Since Sep 9th, 2012, a large group of Taiwanese business
owners started a daily protest at a regular time in front of Taipei Railway station.
They told stories of how they were persecuted by the CCP
and ended up losing all of their possessions in mainland China.
According to Taiwan’s mainland affairs council, the major
problem is the CCP’s criminal persecution against Taiwanese
business owners, threatening the safety
of both their life and property.
Zhang Qingxi: “The CCP’s approach of attracting investment
is to give some preferential treatment to you initially.
However, if you become a big success, then they will plot to
control your company, sometimes even by directly taking it.
Personally I think there are many reasons for this,
such as demoralization of the whole society.
A major problem is that there is no restriction
on the power of the authorities.”
Since 2011, foreign companies started to retreat from China
in waves due to increasing labor costs, an end to tax benefits,
and the appreciation of yuan, among other reasons.
In only five trading days ahead of Jun 5th, 2013,
about 834 billion dollars left China’s stock market.
This is the largest outflow of foreign investment for China
since the financial crisis in January, 2008.
Some outside observers comment that this indicates
an end to the “China Dream” for foreign companies.
Xie Tian, professor at Aiken Business School, University
of South Carolina: “The CCP has always been blatantly
violating human rights and never rules the country by law.

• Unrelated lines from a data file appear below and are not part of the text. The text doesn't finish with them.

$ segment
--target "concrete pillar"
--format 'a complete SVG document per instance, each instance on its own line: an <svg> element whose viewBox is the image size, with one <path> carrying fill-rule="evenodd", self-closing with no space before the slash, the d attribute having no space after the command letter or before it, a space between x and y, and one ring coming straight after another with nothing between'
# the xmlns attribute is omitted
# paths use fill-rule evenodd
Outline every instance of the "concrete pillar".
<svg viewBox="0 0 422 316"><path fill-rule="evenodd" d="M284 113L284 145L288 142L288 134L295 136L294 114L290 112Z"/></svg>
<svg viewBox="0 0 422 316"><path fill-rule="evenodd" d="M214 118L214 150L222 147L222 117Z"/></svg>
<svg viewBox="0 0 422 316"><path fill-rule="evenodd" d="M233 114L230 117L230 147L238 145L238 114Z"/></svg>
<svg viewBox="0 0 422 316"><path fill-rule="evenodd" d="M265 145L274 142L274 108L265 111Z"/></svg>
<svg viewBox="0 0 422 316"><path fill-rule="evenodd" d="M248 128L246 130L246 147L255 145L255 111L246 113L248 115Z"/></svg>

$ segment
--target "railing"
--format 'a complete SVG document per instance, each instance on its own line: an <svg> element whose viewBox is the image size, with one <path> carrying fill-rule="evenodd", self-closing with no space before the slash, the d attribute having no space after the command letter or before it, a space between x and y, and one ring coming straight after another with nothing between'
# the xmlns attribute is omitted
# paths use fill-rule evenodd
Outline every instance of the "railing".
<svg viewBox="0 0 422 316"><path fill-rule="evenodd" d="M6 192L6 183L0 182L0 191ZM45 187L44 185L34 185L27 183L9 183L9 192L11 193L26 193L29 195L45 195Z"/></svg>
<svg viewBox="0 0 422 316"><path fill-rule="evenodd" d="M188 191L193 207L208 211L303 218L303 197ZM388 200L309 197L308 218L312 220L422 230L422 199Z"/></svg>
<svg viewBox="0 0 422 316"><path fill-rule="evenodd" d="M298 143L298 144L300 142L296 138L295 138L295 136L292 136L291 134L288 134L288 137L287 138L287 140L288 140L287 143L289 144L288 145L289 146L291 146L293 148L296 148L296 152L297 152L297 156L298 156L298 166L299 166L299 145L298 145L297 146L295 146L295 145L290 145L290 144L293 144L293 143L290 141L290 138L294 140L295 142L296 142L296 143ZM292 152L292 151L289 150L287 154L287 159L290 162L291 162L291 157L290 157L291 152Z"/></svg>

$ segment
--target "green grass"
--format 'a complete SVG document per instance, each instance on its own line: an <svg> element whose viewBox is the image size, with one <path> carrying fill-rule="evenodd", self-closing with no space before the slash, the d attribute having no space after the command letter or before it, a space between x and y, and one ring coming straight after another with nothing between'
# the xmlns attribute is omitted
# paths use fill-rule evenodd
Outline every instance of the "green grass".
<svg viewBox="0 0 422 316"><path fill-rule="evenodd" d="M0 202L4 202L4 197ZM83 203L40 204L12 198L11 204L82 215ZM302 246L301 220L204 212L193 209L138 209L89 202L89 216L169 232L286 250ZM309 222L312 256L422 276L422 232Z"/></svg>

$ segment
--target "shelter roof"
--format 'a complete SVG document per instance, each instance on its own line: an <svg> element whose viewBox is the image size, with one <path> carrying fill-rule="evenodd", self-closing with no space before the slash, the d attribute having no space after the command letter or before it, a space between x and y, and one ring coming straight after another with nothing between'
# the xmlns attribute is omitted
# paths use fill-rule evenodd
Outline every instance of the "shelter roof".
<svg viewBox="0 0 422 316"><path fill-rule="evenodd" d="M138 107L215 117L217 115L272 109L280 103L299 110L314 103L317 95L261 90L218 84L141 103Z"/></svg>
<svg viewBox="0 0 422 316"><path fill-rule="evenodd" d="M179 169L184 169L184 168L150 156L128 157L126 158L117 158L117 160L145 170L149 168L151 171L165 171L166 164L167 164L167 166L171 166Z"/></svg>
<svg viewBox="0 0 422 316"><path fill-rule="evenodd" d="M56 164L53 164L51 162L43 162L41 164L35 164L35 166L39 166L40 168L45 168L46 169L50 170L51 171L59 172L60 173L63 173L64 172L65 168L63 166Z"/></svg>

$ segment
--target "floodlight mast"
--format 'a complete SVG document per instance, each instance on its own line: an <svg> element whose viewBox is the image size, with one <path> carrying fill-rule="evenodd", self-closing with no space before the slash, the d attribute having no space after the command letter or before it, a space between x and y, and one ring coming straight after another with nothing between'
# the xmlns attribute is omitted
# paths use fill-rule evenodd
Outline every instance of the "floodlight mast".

Working with such a regime, you may make profits for
a period of time, but will suffer a lot more in the end.
Now western companies start to taste the true
bitterness in China.”
The CCP’s mouthpiece media claimed that Mead Johnson
and two other companies out of the six milk powder
producers had announced that they would pay the fines.
New Zealand’s Fonterra was reported to say that it
accepts and will fully coordinate with the decision.
Xie Tian: “This is indeed a strange thing.
Among those companies there is also an American one.
In general, they shouldn’t easily accept any administrative
fine without their violations being proved.
However, we haven’t seen any firm evidence shown
by the CCP government.
As the fine can be related to scandals of the
whole Chinese milk powder industry,
those companies may worry about further retaliation
from the CCP and therefore do something to protect themselves.”
Xie Tian says that the CCP may also aim at shifting
the public attention by imposing the huge fines on these companies.
The CCP might attempt to create the illusion that
the party is acting in the welfare people of the people,
so as to hide the real problems under its governance.